A transcript, published by the Washington Post on Thursday, showed Trump and Turnbull battling over a refugee-swap deal made between the Obama administration and Australia.
According to the transcript, Trump told Turnbull the agreement was “stupid,” “disgusting” and “horrible.”
In his conversation with the Australian Prime Minister, Trump is heard getting agitated on the refugee issue and eventually telling him that the call was the most irksome of the day.
Transcripts of both the conversations that happened on January 27 and 28 respectively were posted by The Washington Post.
In his conversation with Turnbull, Trump says that accepting the refuges will “make us look awfully bad”.

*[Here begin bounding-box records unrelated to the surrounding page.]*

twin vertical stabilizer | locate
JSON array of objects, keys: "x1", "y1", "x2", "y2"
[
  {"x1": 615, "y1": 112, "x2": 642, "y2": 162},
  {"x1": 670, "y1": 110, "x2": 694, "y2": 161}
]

“We have to stop. We have allowed so many people into our country that should not be here. We have our San Bernardino’s, we have had the World Trade Center come down because of people that should not have been in our country, and now we are supposed to take 2,000. It sends such a bad signal. You have no idea. It is such a bad thing,” Trump is quoted as saying in the transcripts.
The conversation between the two leaders grew sour as Trump rejected an agreement to take refugees.
The Post account showed Turnbull almost begging Trump to take 1,250 to 2,000 refugees off Australia’s hands. A flustered Trump even said the conversation was “ridiculous.”
“I have been making these calls all day and this is the most unpleasant call all day,” Trump told Turnbull. “(Russian President Vladimir) Putin was a pleasant call. This is ridiculous,” said the US President, as he abruptly ends the call.
In an aftermath to this, Turnbull has faced sharp criticism in Australia for telling Trump that he could refuse refugees.
Turnbull on Friday said he was merely “standing up” for Australia. The White House said it would not comment on the leak.
“It has always been subject to American vetting procedures. That’s always been part of the arrangement,” he told reporters in his response, CNN reports.
The phone call was made just after Trump took office, and the U.S. President was fuming at Turnbull over the deal, which contradicts his election promise to ban people arriving in the U.S. from Muslim-majority nations and to suspend the country’s intake of refugees.
Turnbull tried to reassure the rattled President that each refugee would be subject to U.S. vetting, and that the U.S. could refuse anyone it chose to.
Under the Obama-era refugee deal, the United States will take up to 1,250 refugees that Australia houses in detention camps on the Pacific island nations of Nauru and Papua New Guinea.
Australia detains asylum-seekers who try to come to the country by boat at these centers.
The arrival of refugees by boat is a highly politicised issue in Australia, and the deal with the U.S. was celebrated as a major political victory by Turnbull’s Liberal Party — Australia’s conservative party, which rules in a coalition. It would be a significant political loss if the deal were to fall through.